The arrangement method as shown in FIG. 9 compensates for the temperature deviation of the hot air injected from the injection duct 105 (since the hot air temperature may be different between the tip and the end depending on the length of the injection duct), thereby providing a predetermined width (D). It will be shown that the more uniform hot air drying can be made for the entire surface of the fiber fabric (T) supplied to the).

This can be seen that it is possible to process a fiber fabric of a superior quality.

In addition, although specific embodiments of the present invention have been described above, it is apparent that the technical construction of the hot air drying device for fiber drying may be variously performed by those skilled in the art not only in the tenter described above but also in other hot air devices such as shrinks. One is true.

However, these various modified embodiments should not be understood individually from the technical spirit or prospects of the present invention, these modified embodiments should fall within the appended claims of the present invention.

In the drying hot air apparatus of the present invention as described above, the hot air is uniformly spread by the guide in the hot air guide duct extending the path as much as possible in the process of forcibly raising the hot air heated by the heat source.

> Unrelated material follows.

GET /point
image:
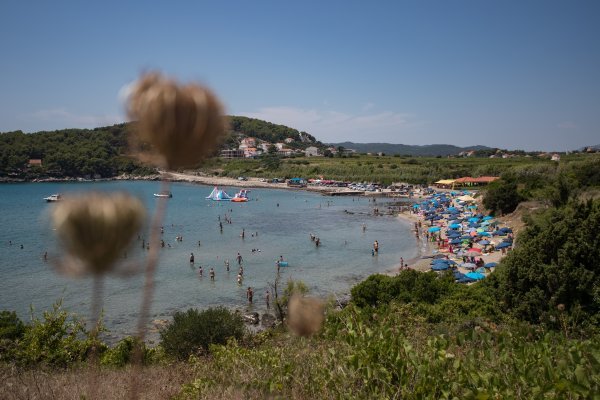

By allowing the supply to be made, it is possible to evenly form the temperature distribution of the hot air to be injected through the injection duct is possible to dry to a fabric of excellent quality.

In addition, the opening and closing operation of the inlet portion of the air injection duct for supplying the hot air can be achieved by only one opening and closing plate to achieve a simplified operation structure, thereby reducing the number of parts of the corresponding portion. .

In addition, when the transfer of the fiber fabric is suspended, the burner can continuously maintain the operating state so that the temperature of the heat source portion can maintain the set temperature, so that the hot air can be supplied immediately when the transfer of the fiber fabric is continued. .

In addition, by separately providing a control damper for controlling the air volume distribution at the branch point of the air injection duct in which the opening and closing plate is located, the hot air is injected to the fiber fabric through the injection hole of the upper and lower injection ducts to achieve the same air volume It can be seen that the effect such as easy to control is made.

Claims (3)

A heat source unit for raising the temperature of ambient air at one lower side of the device forming a predetermined space by the frame and the wall plate; A pair of blowing fans which draw air heated by the heat source in the horizontal direction on the opposite side and then force it to blow in the vertical direction, each having an independent drive source; A hot air guide duct for guiding high temperature hot air forcedly blown in a vertical direction by the blowing fan to an upper portion of the apparatus; A plurality of injection ducts installed in communication at an upper end of the hot air guide duct and branched into a plurality of paths so that the guided hot air is injected to the opposite sides through a plurality of injection holes; A single opening and closing plate rotatably installed at an inflow side of the injection duct to selectively introduce or block hot air guided through a hot air guide duct; And a wind volume control damper for branching the hot air introduced into the injection duct into a plurality of paths and controlling the amount of air flowed while being rotated about one end. The method according to claim 1, The hot air guide duct is a fiber drying hot air device, characterized in that for forming a curved guide portion to gradually reduce the duct width at the tip of the forced air blown by the blowing fan. The method according to claim 1, The opening and closing plate is hinged to one end of the rod connected to the multi-stage to enable the rotation, the rotational force is provided to receive from the operating rod flowing up and down by the air cylinder characterized in that the fiber drying hot air Device.